Oleh Bayu Pawana
Sudah enam bulan wabah korona melanda Indonesia, termasuk Aceh. Sejak ditemukannya kasus pertama di Jakarta, Maret 2020, membuat semua orang merasa panik akan wabah ini. Pada mulanya awal kasus ini berawal dari seorang ibu dan anak yang melakukan dansa bersama warga negara Jepang yang merupakan teman dari ibu dan anak ini. Lama-kelamaan wabah ini menjadi terkenal se-antero Indonesia, sampai ke Aceh.

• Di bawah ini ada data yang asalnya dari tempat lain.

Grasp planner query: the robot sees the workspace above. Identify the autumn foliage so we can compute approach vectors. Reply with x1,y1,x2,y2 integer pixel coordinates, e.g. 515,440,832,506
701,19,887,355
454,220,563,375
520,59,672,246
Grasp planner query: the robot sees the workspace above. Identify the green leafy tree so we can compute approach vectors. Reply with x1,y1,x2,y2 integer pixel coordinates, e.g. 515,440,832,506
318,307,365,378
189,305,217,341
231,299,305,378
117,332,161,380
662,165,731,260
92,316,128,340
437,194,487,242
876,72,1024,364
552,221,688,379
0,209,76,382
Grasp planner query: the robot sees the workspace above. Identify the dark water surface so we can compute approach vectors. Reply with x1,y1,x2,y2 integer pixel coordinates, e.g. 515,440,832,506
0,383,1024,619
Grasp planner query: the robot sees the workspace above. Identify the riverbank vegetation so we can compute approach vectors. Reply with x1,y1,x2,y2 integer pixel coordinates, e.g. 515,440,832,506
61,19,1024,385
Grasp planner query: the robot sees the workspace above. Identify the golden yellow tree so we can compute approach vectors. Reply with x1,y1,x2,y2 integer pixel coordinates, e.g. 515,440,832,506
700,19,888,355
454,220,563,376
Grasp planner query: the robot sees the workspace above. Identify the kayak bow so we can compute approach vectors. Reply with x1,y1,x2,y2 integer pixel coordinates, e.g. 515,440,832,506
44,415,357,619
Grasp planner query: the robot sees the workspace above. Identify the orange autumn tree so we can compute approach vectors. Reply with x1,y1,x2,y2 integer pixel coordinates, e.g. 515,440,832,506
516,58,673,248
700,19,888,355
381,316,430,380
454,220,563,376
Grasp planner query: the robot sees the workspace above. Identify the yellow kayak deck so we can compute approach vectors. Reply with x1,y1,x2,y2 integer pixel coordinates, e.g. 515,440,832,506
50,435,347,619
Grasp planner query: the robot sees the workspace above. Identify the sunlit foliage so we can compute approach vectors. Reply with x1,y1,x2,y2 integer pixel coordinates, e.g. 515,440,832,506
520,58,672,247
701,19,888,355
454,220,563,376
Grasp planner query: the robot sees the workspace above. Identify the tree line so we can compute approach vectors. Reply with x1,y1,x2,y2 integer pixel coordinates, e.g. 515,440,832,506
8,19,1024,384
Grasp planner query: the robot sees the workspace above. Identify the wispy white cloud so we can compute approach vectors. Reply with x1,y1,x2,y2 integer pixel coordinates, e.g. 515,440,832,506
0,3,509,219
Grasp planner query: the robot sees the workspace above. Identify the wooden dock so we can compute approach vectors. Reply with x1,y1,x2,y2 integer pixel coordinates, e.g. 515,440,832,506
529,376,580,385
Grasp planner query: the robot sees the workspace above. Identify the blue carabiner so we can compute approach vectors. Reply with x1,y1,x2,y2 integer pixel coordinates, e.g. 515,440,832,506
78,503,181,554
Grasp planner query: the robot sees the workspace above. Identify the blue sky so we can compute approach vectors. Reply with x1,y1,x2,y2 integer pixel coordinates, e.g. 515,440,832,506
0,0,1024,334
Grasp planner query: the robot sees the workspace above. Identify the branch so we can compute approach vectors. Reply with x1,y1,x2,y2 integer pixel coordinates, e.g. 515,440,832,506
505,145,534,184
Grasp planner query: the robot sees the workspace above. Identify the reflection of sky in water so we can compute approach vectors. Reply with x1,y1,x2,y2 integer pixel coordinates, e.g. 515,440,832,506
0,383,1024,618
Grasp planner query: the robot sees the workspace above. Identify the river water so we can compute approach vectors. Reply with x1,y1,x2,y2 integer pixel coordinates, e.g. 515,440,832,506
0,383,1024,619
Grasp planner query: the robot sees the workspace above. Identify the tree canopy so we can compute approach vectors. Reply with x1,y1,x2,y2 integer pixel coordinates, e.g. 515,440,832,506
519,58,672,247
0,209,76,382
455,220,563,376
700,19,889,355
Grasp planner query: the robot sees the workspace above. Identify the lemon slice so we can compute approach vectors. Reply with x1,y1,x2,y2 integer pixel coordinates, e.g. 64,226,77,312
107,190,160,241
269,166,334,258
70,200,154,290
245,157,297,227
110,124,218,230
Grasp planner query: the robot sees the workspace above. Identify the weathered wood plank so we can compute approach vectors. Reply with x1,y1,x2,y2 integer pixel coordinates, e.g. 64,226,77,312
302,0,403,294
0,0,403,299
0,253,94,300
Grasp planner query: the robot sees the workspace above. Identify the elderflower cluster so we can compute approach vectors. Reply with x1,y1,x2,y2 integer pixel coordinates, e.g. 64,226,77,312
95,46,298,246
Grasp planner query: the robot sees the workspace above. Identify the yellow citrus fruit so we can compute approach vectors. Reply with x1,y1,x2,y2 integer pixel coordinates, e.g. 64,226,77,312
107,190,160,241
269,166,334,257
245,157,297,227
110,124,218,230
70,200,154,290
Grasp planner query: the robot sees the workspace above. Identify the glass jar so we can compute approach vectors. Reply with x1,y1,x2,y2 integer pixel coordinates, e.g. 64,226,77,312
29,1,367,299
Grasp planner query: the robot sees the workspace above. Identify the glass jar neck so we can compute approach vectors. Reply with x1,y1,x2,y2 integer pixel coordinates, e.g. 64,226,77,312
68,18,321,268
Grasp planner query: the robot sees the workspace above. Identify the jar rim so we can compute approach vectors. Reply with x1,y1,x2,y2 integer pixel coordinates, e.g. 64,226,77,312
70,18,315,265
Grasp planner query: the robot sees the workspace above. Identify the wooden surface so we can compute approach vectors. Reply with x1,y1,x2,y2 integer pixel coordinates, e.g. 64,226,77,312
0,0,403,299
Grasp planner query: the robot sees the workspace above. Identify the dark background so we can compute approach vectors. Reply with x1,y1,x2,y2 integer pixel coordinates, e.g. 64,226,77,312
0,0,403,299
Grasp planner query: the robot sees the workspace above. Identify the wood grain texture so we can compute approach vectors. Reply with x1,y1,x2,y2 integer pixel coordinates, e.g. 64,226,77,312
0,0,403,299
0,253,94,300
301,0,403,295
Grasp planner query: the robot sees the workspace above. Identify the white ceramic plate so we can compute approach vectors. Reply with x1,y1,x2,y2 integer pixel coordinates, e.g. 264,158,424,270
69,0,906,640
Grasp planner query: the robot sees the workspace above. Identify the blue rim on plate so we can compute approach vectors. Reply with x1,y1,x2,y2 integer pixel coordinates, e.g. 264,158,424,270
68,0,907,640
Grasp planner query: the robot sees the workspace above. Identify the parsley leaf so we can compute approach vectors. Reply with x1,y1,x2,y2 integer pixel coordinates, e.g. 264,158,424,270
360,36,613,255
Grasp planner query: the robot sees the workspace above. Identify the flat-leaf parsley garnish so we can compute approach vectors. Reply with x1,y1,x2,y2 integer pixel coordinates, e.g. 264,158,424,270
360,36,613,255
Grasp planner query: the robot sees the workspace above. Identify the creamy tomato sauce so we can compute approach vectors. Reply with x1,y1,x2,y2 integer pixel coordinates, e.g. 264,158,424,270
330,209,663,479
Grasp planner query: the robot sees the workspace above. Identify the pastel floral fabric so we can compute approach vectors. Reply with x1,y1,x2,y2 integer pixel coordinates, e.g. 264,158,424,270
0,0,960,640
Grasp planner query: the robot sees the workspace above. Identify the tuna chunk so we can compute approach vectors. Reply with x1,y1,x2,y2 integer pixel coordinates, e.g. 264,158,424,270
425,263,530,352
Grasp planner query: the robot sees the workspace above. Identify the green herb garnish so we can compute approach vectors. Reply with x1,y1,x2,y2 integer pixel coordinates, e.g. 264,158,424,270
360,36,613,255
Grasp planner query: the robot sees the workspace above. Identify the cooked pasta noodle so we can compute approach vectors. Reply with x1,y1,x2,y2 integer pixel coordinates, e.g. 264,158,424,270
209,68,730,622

Gejala pada wabah ini sama seperti flu dan demam pada umumnya. Setelah ditemukan kasus pertama, Pemerintah Indonesia masih belum mengeluarkan peringatan kepada masyarakat. Pemerintah hanya mengimbau masyarakat untuk mematuhi protokol kesehatan yang ada seperti mencuci tangan, menjaga jarak, dan memakai masker.
Pada bulan Maret, kasus korona mengalami mencuat ke permukaan. Namun, seiring berjalannya waktu, adanya protokol ini menjadi tidak lagi ampuh untuk membuat masyarakat menjadi patuh pada aturan kesehatan. Bahkan, mereka pun sampai mudik ke kampung halaman, meski pemerintah telah menyuarakan agar tidak mudik demi menghentikan rantai penularan virus.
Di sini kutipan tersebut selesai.